At Minnesota Prevention and Recovery Alliance- a recovery community organization in Minneapolis- staffers say about 60% of their participants have used fentanyl as their primary or secondary drug of choice.

“It’s actually an additive,” explains Recovery Services Manager Amanda Nordstrom. “Sometimes our participants don’t even know that they’re using fentanyl and it’s added into different illicit drugs- and it’s really scary.”

The Alliance, founded in 2021, helps people battling drug addiction to get treatment resources, peer support, and community outreach services.

Nordstrom says participants in the program tell her it’s easy to find fentanyl on the streets.

“Absolutely, they can literally go down the streets in Minneapolis and get it within ten minutes,” Nordstrom says. “I’m glad for law enforcement that they’re taking an active role in seeing this issue, it also tells me there’s still a lot of work to do.
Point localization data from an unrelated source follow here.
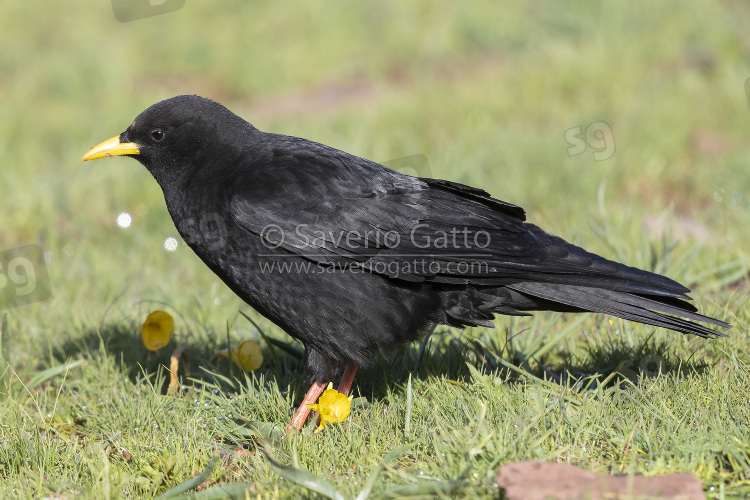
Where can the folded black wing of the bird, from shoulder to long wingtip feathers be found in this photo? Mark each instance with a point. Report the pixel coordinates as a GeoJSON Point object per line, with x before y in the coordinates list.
{"type": "Point", "coordinates": [333, 208]}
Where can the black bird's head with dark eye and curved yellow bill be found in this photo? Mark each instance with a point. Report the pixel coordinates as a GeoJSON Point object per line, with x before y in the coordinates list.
{"type": "Point", "coordinates": [175, 136]}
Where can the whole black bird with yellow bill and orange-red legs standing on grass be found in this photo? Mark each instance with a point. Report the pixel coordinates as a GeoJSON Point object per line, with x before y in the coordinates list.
{"type": "Point", "coordinates": [353, 258]}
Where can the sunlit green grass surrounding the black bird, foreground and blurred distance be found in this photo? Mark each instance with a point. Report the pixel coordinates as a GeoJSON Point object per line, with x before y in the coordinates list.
{"type": "Point", "coordinates": [486, 93]}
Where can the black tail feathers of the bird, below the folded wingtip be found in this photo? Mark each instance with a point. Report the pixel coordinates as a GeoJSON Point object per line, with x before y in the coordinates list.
{"type": "Point", "coordinates": [625, 305]}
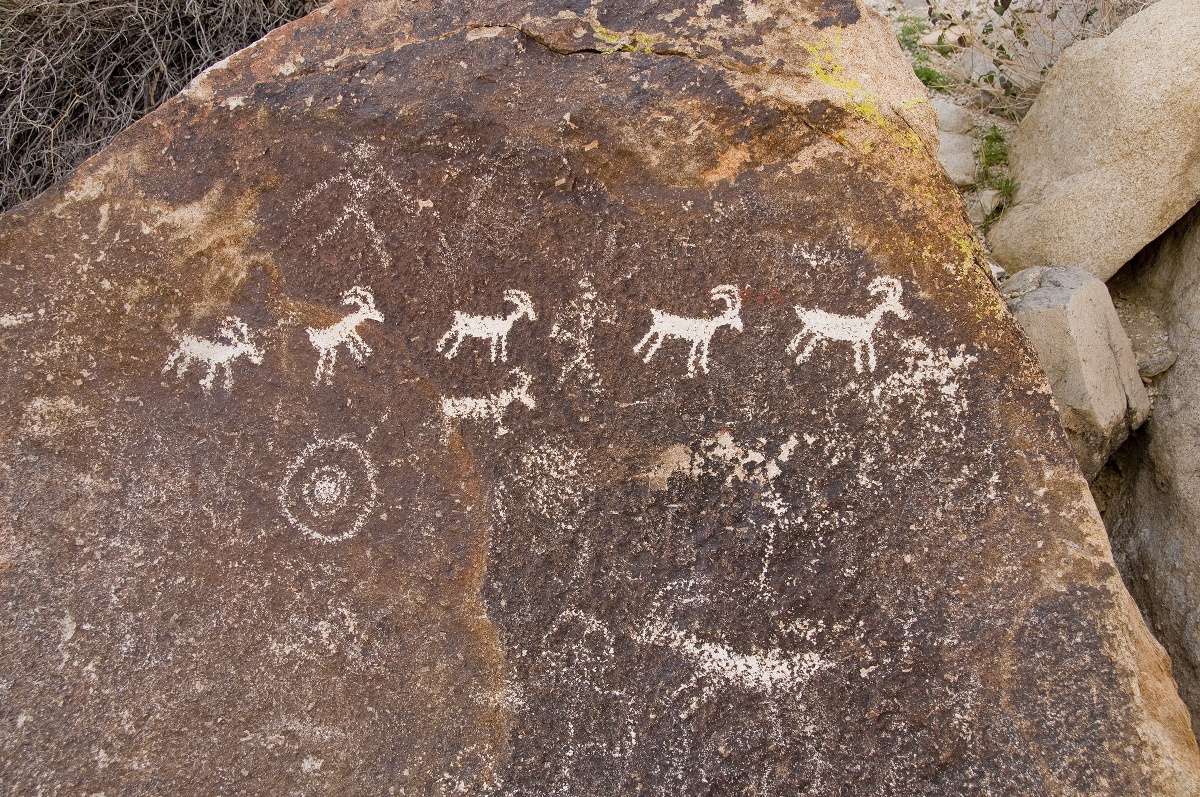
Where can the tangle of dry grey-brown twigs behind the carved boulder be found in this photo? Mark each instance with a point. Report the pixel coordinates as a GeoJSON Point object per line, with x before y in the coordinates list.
{"type": "Point", "coordinates": [74, 74]}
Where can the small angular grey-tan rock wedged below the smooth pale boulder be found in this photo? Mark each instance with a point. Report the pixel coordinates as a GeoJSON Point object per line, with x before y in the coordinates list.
{"type": "Point", "coordinates": [1070, 319]}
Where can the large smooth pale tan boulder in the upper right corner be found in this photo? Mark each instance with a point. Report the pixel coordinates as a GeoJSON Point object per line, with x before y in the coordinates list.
{"type": "Point", "coordinates": [1109, 155]}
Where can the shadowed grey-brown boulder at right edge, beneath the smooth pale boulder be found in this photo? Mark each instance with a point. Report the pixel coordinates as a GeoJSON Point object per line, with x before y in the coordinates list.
{"type": "Point", "coordinates": [1155, 519]}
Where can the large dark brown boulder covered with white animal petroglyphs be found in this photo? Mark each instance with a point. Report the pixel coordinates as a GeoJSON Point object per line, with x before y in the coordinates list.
{"type": "Point", "coordinates": [520, 399]}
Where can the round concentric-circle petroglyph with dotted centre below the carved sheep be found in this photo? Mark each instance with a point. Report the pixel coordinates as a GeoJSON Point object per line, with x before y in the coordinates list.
{"type": "Point", "coordinates": [329, 492]}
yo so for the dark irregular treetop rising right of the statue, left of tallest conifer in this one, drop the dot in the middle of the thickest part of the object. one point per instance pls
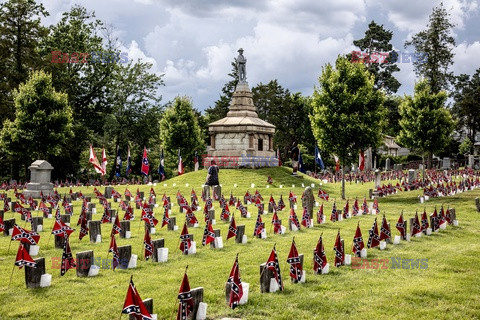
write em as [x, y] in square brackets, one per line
[377, 40]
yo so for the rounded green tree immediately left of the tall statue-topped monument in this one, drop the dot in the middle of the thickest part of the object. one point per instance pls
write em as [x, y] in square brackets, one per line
[179, 129]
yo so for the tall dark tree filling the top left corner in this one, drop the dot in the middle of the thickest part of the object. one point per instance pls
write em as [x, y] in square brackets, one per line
[21, 32]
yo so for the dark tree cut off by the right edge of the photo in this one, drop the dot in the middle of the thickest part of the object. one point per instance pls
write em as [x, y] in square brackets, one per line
[466, 108]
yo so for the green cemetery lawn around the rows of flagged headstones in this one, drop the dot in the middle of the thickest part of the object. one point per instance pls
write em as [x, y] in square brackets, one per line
[449, 288]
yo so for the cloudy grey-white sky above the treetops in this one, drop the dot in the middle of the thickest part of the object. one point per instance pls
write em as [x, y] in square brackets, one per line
[193, 42]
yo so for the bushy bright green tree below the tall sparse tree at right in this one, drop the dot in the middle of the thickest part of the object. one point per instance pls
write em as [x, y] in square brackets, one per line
[426, 123]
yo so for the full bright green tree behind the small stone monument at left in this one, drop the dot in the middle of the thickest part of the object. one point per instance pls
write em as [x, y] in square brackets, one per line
[43, 122]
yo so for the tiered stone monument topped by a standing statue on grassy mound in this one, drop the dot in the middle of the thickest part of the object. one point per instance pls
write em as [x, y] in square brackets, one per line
[241, 139]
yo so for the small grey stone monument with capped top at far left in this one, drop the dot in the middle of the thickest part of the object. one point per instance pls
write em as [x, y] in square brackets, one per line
[40, 173]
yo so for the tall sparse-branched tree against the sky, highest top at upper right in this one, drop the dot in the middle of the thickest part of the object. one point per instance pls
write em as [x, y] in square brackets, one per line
[435, 44]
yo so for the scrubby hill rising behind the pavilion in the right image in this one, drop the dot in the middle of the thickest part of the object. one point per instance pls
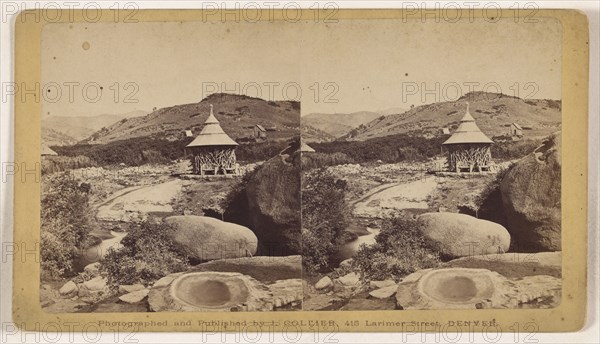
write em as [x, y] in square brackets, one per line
[493, 113]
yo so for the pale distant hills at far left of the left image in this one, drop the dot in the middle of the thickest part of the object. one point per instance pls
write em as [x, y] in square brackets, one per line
[78, 127]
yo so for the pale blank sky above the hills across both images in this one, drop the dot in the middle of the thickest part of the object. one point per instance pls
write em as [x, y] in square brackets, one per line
[348, 66]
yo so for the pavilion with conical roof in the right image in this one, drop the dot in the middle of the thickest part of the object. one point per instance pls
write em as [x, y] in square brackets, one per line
[468, 148]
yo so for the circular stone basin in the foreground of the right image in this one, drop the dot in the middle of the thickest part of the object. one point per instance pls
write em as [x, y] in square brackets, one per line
[457, 286]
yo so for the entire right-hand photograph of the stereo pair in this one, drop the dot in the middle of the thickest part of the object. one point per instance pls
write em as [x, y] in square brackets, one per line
[431, 165]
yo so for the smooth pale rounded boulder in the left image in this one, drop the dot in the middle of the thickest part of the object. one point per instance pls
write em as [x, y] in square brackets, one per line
[207, 238]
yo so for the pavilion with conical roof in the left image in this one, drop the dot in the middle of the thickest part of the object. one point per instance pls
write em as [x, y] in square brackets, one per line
[213, 151]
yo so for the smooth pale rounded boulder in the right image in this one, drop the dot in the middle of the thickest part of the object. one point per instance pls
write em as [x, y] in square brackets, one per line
[460, 235]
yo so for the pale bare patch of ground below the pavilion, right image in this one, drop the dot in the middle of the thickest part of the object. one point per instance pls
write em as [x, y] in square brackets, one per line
[396, 196]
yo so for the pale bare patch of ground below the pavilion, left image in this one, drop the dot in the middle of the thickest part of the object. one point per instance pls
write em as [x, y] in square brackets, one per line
[138, 201]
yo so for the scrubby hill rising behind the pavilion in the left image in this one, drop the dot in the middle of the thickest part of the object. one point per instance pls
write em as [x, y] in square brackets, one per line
[237, 114]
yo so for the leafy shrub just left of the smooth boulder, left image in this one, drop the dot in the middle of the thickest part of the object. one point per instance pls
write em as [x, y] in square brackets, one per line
[147, 253]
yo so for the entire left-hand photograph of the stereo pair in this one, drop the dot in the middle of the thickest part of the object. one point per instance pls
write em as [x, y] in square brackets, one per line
[170, 169]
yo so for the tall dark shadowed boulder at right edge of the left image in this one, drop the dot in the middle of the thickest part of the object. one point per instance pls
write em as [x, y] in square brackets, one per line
[270, 204]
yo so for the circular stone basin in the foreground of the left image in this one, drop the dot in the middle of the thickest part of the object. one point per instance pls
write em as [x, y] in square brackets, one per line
[210, 290]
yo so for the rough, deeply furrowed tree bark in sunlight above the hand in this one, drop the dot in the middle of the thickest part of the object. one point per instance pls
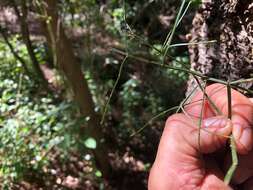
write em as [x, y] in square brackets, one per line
[230, 22]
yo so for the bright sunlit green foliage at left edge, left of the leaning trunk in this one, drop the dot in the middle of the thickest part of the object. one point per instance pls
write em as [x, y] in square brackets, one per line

And the demand is high if they’re having an influx of thousands of pills.”

Preliminary data from the Health Department shows the number of opioid overdose deaths appears to be leveling off- just over 1,000 people in 2022.

MDH says most involved fentanyl.

The DEA says seven out of ten pills they’ve seized contain a potentially deadly dose of the drug.

Experts say that means a measure of uncertainly- but also note a potential turnaround.  

“People don’t know what’s in their drug supply anymore, and then of course, fentanyl is a very potent drug,” explains Mary DeLaquil, an MDH Epidemiologist. “I feel for the first time that fentanyl came on the scene … that maybe we are seeing a slowdown, a stabilization, and that hopefully will be a first step towards a decline.”

DeLaquil says the drop in fatal overdoses could be a result of a combination of factors: wider availability of naloxone, police seizures that are getting pills off the street, and access to treatment.  

Koerner, now a Community Recovery Advocate with Minnesota Prevention and Recovery Alliance, says she has hope and wants to make a difference.

“It’s been a blessing coming from that side, and being able to give back,” she says. “I feel like there’s a lot of people out there in a state of hopelessness. It’s like, how do we move them and convince them that they’re worth it, and there’s a life that’s probably better than what they’re living. We have to reach these people.”